On combining the statements 1 & 2, how did you get the range of x as  -1 < x < 1  ? Why can't the range of x be  -7 < x < 7  ?

amanvermagmat · Answer

HEllo

First statement concludes that -7 < x < 1. It means 'x' is a number which is greater than -7 but less than 1. 
Second statement concludes that -1 < x < 7. This means that 'x' is a number which is greater than -1 but less than 7.

Now, combining the two statements. what is common about x? From first, x should be greater than -7 and from second x should be greater than -1. So if a number is both greater than -7 as well as greater than -1, then it has to be greater than -1 (which is the common part). 
Similarly, from first x is less than 1 and from second x is less than 7. So if a number is lesser than 1 as well as lesser than 7, then it must be lesser than 1 (which is the common part).

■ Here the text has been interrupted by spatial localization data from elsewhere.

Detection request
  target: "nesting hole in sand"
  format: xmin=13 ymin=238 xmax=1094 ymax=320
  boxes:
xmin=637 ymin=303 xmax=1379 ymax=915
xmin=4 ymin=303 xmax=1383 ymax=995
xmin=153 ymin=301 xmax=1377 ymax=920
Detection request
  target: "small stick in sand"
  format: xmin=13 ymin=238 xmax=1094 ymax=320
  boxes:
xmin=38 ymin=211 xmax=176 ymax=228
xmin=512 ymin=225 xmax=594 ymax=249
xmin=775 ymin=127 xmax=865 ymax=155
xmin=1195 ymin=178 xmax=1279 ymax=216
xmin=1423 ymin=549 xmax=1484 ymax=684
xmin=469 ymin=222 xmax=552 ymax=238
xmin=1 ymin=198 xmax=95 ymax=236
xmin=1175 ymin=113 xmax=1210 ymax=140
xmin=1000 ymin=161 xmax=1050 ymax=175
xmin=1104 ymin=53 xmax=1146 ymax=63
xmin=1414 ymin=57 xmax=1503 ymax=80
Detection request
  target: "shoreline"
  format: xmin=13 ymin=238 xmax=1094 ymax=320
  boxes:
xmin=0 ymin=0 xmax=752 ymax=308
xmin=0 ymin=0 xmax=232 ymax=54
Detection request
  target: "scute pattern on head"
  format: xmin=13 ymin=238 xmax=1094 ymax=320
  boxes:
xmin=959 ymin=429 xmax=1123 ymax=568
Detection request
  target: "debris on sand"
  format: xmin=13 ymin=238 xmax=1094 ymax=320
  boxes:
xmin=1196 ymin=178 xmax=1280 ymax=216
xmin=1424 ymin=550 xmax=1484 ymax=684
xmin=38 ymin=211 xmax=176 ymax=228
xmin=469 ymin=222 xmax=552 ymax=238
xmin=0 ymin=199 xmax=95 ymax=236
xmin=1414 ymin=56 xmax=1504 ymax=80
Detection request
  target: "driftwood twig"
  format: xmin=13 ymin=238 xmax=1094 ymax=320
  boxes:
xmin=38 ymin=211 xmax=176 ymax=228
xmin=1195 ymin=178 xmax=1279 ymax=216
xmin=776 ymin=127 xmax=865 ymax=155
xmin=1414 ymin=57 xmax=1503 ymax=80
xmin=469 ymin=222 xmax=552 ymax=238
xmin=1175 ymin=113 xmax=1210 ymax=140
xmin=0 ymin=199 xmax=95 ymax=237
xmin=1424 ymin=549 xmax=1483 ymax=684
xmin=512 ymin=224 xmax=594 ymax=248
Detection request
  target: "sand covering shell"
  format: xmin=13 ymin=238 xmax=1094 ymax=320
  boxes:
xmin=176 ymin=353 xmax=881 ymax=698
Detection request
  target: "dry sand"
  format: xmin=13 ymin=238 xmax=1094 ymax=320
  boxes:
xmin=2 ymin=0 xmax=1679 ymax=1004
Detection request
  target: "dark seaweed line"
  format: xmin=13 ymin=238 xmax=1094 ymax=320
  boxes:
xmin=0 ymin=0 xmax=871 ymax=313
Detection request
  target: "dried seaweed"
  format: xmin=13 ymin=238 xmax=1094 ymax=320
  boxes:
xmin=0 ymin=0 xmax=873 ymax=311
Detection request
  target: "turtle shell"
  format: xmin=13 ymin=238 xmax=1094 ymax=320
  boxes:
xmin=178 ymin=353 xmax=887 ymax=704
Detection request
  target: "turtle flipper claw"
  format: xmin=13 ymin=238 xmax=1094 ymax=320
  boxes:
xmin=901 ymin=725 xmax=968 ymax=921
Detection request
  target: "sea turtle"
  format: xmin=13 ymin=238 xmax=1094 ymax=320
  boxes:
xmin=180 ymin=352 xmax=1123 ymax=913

hero_with_1000_faces · Answer

Hi  Bunuel ,

When statements (1)+(2) -1 < x < 1. that means x has to be "0", however it is not mentioned in the question that "X" is a Integer, so this is insufficient correct ?

Bunuel · Answer

-1 < x < 1 means that x is any number from -1 and 1, not inclusive, not necessarily 0. For example, -3/100, -4/11, -0.000012, 0, 1/2, ... So, x can take infinitely many values, included 0. Hence we cannot say whether x is more than 0.

SUNILAA · Answer

(1) INSUFFICIENT: We can solve this absolute value inequality by considering both the positive and negative scenarios for the absolute value expression |x + 3|.
If x > -3, making (x + 3) positive, we can rewrite |x + 3| as x + 3:
x + 3 < 4
x < 1
If x < -3, making (x + 3) negative, we can rewrite |x + 3| as -(x + 3):
-(x + 3) < 4
x + 3 > -4
x > -7
If we combine these two solutions we get -7 < x < 1, which means we can’t tell whether x is positive.

(2) INSUFFICIENT: We can solve this absolute value inequality by considering both the positive and negative scenarios for the absolute value expression |x – 3|.
If x > 3, making (x – 3) positive, we can rewrite |x – 3| as x – 3:
x – 3 < 4
x < 7
If x < 3, making (x – 3) negative, we can rewrite |x – 3| as -(x – 3) OR 3 – x
3 – x < 4
x > -1
If we combine these two solutions we get -1 < x < 7, which means we can’t tell whether x is positive.

(1) AND (2) INSUFFICIENT: If we combine the solutions from statements (1) and (2) we get an overlapping range of -1 < x < 1. We still can’t tell whether x is positive.

Rajashree123 · Answer

But in this solution, if we can square both of the options we will get x<0. (Thus confirm no -C)
|x+3|<4 and |x-3|<4
thus squaring and adding:
x^2+6x+9-x^2+6x-9<16-16
=> 12x<0
=> x<0
what is the problem in my logic?

aritranandy8 · Answer

VeritasKarishma  please expain

Bunuel · Answer

You are not adding there, you are subtracting. We can only subtract inequalities, when their signs are in opposite directions, which is not the case here.

KarishmaB · Answer

(1) |x + 3| < 4

means "Distance of x from -3 is less than 4". So x will lie in the range -7 to 1 (exclusive).
x may be negative or positive. Not sufficient.

(2) |x - 3| < 4

means "Distance of x from 3 is less than 4". So x will lie in the range -1 to 7 (exclusive).
x may be negative or positive. Not sufficient.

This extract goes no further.